Longtime readers of this blog may recall an exercise from my editing class in which students discuss unsettled or debatable style questions. Previous versions of the assignment have included “first-year student” vs. “freshman” and the now-retired “mike vs. mic.”
This semester, I added this question: Should our mythical publication, The Triangle Tattler, use the naming convention that The Weather Channel has come up with for winter storms?
Most students said no. These students said that winter storms are different from hurricanes and that the Weather Channel’s scheme seemed gimmicky and unnecessary. So Tattler style will be to delete names like Falco or Maximus should they appear in news stories that students edit this semester.
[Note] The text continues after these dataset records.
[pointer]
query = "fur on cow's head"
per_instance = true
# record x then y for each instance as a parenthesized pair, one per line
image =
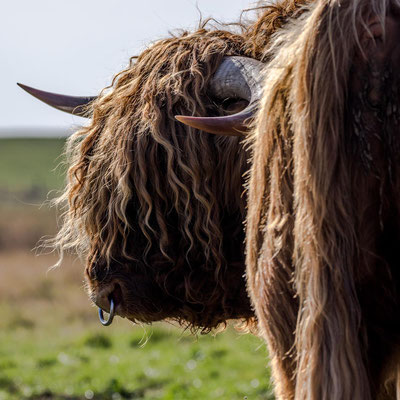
(323, 189)
(154, 207)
There was some dissent, however, with one student arguing strongly for raising awareness of winter weather and making individual storms more easy to identify now and for posterity. Another suggested a sentence like this in news stories: “The storm, sometimes known as Leon…” to help readers connect what they had seen on TV with what they were reading in print or online.
So what are some Triangle news organizations doing? UNC’s student newspaper has used the name of a winter storm in a headline and story, but The News & Observer and WRAL have not.
On Twitter, weather forecaster Nate Johnson points out that the National Weather Service does not recognize the Weather Channel’s names. You can read more about Johnson’s thoughts on the matter on his blog. His arguments are persuasive.
As an editor, I am unwilling to go along with this idea until the NWS endorses it. As a person, I prefer to blame all of the cold, snow and ice on a single villain. His name? Old Man Winter.